【背景・目的】グルタチオン (GSH) は肝臓で合成され、細胞内で発生した活性酸素種や過酸化物を還元することにより抗酸化作用を有するトリペプチドである。GSH抱合により薬物の解毒を行う為、GSH枯渇モデル動物は薬物の毒性評価に用いられる。しかし、GSH枯渇の臓器への影響に関する報告は少ない。本研究ではʟ-Buthionine (S,R)-sulfoximine (BSO) によるGSH枯渇が臓器に与える影響を検討した。
【方法】6週齢雄性C57BL/6Jマウスに12時間毎の絶食条件下で、BSO 1000 mg/kgを1日2回12時間毎に腹腔内投与にて7日間処置した。

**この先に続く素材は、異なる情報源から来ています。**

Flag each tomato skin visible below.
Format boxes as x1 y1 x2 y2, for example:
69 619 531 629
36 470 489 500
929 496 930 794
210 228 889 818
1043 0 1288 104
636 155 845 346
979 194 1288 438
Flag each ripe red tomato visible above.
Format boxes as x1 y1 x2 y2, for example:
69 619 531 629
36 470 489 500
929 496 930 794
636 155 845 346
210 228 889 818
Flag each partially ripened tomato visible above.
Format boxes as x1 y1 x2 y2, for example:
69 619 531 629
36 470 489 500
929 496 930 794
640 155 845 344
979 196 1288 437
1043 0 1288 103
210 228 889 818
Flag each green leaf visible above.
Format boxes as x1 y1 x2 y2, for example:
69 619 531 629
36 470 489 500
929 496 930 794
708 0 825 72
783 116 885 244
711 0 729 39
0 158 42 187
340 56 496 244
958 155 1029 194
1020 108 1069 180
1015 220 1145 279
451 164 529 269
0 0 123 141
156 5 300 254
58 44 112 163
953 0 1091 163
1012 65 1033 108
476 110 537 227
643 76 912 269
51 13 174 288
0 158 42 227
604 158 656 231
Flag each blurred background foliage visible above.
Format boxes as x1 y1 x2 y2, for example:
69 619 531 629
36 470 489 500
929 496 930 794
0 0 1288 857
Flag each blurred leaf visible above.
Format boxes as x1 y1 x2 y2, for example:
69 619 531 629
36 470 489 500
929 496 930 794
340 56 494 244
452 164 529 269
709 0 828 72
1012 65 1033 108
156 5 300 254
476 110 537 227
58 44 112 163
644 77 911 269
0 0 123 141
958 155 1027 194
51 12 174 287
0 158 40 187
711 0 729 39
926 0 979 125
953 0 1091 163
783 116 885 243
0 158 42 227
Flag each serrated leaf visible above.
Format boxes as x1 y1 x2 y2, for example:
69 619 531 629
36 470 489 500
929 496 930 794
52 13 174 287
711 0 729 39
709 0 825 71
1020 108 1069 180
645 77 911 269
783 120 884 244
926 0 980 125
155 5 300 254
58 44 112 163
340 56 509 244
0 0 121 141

8日目に血漿、尿、腎臓、骨格筋および肝臓を採取した。血漿生化学値に加え、腎臓および筋肉の組織評価を行った。さらに各臓器におけるmRNA発現量、GSH量の測定および血漿中miRNA発現量の測定を行った。
【結果・考察】BSO処置群では、8日目にコントロール処置群と比較して血漿中及び尿中のBUN、CRE値が優位に上昇し、腎臓mRNA 発現では腎障害マーカーであるNgal及びKim-1で有意な発現上昇を認め、腎組織学評価においても尿細管障害が認められた。さらに血漿中のCPK値、AST値の有意な上昇、血漿中筋特異的miRNA発現の有意な上昇、筋組織の壊死を認め、血漿中、尿中及び腎組織中でMbが認められたことより、筋障害に誘発された急性腎障害の発症が考えられた。腎組織中のmRNA発現では、Ho-1やIl-6の有意な発現上昇を認めた。血漿中の肝特異的miRNA測定や肝mRNA発現の結果より、肝臓への影響は軽度であった。本研究は全身のGSHを枯渇させることにより、骨格筋障害から引き起こされる急性腎障害が発症することを明らかとし、新たな急性腎障害モデルの一つとなり得ることを示す。